Forming an accurate picture of the service user population
A number of the implementation sites attempted to find information about the service user population including:
- How many adults using mental health services have children
- How many children of parents using mental health services are on child protection plans or are children in need.
However, the sites usually found that they were unable to obtain this information, for two reasons:
- Features of individual electronic recording systems – for example, recording information about children on adult mental health electronic records is not done in a way that allows the extraction of data on numbers of service users with children.
- Lack of compatibility between electronic recording systems – cross-referencing children and parents across adult mental health and children’s recording systems is challenging as systems typically use different unique reference numbers (NHS number for mental health, other numbering systems for children’s services).
Sharing information about individual cases
The incompatibility of IT systems also has an impact on individual casework as staff are not easily able to check which other services are involved with a particular family. This can mean that relevant information is not shared between professionals.
Quite apart from the IT issues, feedback from the sites - and in particular the practitioner champions groups - suggested that many frontline practitioners are still unsure as to when it is appropriate or inappropriate to share data. It appears that many practitioners tend to err on the side of caution and not share information.

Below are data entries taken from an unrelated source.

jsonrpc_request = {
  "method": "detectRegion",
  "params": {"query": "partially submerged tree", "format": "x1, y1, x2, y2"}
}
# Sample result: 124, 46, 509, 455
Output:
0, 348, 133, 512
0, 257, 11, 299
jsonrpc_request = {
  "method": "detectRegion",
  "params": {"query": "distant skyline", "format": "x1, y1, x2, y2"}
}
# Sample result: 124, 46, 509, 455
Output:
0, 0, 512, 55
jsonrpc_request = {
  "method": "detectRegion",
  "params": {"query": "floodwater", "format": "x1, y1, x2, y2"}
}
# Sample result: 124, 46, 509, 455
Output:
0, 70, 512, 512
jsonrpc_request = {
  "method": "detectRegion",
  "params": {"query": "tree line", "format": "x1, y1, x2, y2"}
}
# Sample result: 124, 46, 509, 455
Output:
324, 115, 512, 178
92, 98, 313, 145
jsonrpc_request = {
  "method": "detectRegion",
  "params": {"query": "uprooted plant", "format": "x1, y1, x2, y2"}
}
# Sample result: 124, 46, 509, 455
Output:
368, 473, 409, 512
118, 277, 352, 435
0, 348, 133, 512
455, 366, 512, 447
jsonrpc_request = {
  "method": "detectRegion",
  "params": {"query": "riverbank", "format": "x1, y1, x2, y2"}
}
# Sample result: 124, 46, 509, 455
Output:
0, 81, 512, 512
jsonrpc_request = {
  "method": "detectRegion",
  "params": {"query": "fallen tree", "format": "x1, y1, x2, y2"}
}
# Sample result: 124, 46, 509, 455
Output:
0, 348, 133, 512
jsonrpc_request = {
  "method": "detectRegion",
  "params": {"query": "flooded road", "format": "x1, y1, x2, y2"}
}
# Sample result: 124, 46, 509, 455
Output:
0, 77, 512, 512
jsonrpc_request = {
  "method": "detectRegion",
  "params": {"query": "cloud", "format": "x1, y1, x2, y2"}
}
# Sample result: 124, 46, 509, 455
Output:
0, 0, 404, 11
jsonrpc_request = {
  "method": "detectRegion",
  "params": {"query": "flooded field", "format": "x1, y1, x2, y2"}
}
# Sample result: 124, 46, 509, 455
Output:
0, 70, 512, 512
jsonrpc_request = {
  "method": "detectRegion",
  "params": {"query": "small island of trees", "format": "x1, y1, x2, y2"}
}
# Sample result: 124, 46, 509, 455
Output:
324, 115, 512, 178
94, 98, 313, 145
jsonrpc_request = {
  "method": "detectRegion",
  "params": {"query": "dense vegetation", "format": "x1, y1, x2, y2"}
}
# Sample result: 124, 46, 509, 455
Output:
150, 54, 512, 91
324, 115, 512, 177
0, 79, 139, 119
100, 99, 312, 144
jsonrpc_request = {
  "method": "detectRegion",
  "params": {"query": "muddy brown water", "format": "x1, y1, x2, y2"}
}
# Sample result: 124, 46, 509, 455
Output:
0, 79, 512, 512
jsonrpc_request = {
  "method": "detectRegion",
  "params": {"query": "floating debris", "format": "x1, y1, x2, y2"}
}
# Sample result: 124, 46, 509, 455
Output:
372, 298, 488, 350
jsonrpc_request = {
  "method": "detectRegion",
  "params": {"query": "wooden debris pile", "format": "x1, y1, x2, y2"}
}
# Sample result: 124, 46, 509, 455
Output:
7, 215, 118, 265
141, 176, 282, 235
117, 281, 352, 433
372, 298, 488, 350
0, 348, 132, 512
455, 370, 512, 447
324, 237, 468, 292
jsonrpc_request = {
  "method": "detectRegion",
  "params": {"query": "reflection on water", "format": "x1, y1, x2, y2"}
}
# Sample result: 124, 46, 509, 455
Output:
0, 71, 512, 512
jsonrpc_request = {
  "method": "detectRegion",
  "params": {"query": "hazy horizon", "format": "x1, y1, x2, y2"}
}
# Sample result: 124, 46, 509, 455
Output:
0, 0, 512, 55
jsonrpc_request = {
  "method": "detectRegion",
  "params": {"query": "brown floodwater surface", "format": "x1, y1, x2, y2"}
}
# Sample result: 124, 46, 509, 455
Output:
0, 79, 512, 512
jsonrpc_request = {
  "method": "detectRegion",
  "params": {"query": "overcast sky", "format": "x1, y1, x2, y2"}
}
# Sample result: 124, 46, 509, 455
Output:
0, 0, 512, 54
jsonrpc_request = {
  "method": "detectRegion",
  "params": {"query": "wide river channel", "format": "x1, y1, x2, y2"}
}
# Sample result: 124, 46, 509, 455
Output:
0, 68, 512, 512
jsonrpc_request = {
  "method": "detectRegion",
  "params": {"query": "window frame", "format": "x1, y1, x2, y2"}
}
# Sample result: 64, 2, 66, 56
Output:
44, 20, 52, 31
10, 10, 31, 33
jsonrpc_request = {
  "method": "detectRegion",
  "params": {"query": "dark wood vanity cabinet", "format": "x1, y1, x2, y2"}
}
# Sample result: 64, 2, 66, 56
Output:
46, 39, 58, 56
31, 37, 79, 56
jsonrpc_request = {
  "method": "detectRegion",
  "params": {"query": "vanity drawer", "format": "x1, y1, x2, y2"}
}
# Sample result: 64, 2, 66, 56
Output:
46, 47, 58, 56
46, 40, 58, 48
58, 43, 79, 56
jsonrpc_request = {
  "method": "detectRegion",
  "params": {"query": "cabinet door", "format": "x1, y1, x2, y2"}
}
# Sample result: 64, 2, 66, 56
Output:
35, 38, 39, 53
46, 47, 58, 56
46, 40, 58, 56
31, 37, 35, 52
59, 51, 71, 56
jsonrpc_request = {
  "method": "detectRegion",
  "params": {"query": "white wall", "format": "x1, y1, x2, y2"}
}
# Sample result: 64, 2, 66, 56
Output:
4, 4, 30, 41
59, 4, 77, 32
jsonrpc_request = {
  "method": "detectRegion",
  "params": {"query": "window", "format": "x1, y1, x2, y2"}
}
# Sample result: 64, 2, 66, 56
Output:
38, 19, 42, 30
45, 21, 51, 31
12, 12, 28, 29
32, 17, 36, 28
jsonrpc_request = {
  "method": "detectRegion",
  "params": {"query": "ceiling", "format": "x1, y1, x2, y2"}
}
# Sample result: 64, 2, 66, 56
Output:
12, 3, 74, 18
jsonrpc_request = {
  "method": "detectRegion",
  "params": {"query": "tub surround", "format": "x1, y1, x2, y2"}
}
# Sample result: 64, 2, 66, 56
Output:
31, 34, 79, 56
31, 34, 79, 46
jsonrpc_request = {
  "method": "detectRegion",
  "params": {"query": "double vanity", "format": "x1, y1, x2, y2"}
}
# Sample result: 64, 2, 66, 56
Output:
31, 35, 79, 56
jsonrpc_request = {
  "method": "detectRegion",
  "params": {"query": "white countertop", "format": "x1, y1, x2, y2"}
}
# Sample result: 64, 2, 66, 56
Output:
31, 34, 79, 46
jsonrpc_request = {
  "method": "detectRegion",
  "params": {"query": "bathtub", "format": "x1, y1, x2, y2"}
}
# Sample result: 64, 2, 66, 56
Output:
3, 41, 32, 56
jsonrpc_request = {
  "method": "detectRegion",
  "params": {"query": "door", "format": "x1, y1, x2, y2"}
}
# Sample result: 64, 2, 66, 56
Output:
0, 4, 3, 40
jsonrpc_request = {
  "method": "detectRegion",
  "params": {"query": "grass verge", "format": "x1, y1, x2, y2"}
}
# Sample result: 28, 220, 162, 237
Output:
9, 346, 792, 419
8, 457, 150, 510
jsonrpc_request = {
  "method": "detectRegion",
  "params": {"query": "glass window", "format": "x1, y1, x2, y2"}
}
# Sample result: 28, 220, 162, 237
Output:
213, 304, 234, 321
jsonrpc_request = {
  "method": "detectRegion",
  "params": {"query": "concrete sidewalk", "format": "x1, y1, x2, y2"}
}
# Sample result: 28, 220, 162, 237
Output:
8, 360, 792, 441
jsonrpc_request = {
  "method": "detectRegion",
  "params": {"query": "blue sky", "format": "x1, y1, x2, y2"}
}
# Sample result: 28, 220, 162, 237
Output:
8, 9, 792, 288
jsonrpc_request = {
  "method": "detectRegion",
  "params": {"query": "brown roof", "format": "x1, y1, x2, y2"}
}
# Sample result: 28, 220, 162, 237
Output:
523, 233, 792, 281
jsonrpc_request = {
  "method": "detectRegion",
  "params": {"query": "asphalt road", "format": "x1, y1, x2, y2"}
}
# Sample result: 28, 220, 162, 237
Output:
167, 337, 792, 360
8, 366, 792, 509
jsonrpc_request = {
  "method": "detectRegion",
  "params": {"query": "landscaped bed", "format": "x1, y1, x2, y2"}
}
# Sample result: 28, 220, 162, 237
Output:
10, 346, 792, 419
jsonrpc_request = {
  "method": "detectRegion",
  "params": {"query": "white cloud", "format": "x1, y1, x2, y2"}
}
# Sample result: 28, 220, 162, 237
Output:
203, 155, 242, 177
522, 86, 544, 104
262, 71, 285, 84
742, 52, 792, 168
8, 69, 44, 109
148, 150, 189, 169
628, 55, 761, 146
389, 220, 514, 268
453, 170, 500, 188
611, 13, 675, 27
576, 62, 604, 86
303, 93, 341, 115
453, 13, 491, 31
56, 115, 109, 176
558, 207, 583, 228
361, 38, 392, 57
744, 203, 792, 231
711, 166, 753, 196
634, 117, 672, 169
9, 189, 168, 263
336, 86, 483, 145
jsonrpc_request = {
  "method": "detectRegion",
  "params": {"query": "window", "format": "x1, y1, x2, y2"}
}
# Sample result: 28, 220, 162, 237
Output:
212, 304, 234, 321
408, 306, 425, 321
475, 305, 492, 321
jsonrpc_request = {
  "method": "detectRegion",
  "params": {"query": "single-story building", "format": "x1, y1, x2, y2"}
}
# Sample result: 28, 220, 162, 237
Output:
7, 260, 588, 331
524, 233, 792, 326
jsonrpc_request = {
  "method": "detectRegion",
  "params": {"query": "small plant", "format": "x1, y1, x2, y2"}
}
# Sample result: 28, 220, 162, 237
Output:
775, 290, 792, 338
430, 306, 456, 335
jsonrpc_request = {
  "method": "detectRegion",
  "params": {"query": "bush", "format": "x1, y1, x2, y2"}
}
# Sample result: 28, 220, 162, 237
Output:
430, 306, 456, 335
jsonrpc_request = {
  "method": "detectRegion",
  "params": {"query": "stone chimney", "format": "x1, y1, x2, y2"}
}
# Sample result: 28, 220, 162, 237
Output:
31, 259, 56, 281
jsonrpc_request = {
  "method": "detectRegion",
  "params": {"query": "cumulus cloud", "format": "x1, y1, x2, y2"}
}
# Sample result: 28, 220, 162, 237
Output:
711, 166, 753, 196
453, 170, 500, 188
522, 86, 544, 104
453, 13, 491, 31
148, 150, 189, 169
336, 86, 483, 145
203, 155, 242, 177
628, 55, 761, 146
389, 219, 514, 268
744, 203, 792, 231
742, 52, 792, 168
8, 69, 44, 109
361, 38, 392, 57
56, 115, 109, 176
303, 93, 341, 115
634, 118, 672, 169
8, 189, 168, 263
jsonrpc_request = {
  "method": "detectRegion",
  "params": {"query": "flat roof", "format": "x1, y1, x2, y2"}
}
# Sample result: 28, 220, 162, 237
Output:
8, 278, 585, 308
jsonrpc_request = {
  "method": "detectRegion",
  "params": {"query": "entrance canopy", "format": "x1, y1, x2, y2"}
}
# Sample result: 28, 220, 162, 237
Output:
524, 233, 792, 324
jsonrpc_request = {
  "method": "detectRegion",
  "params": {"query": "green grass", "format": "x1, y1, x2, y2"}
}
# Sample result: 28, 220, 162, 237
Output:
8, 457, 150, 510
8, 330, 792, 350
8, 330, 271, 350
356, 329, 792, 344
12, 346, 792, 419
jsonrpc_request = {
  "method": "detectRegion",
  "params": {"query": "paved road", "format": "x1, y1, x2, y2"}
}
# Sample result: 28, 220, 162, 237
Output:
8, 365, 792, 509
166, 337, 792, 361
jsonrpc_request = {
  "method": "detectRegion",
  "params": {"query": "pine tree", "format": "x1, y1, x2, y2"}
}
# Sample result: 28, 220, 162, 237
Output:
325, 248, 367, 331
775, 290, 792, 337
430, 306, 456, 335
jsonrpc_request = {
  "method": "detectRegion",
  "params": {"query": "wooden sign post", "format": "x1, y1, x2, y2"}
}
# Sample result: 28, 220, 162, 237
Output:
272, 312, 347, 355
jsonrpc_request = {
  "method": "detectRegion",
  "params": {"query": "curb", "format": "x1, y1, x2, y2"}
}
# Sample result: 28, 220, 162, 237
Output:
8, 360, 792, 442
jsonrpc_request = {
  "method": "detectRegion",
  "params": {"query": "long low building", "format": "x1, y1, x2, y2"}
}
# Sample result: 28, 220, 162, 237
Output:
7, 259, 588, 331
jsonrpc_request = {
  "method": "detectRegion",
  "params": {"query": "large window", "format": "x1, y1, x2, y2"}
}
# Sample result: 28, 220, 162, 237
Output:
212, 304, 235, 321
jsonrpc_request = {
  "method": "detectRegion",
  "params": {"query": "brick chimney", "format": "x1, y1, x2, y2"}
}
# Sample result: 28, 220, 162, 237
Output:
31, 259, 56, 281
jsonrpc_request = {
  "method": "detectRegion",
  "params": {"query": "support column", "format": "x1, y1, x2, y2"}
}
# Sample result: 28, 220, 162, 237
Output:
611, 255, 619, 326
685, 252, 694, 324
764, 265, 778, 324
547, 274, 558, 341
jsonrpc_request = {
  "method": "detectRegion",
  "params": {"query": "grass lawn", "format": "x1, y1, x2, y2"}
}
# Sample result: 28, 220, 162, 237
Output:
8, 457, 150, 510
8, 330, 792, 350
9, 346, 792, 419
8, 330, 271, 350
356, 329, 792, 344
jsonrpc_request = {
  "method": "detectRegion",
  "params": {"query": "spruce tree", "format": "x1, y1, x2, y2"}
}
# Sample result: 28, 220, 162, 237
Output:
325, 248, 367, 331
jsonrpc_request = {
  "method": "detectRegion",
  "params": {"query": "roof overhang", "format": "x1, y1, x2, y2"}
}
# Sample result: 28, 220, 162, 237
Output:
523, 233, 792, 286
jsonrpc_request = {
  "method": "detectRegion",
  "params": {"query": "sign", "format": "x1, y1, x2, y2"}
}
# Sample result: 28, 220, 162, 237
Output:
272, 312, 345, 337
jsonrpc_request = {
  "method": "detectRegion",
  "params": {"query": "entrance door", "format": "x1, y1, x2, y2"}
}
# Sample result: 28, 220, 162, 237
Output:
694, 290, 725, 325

One of the recommendations in the guide is that local services should develop ‘family thresholds’ – thresholds for accessing services that take into account the needs of the whole family. The issue of thresholds remained a challenge throughout the implementation, although one of the sites began exploring options for how to remedy this. However, it was apparent that one of the impacts of funding cuts may be to raise thresholds even higher.
Involving GPs and schools
GPs and schools were not fully engaged in the project, in either the English or the Northern Irish sites. There are practical barriers to both of these professional groups becoming involved, such as being unable to attend meetings during school/surgery hours. However, there was anecdotal evidence that GPs in particular do not see the Think Family approach as part of their role, and that information sharing with GPs is a particular challenge. Nonetheless, schools and GPs are universal, non-stigmatising parts of society, and their engagement in whole-family working would be likely to increase its purchase across all services.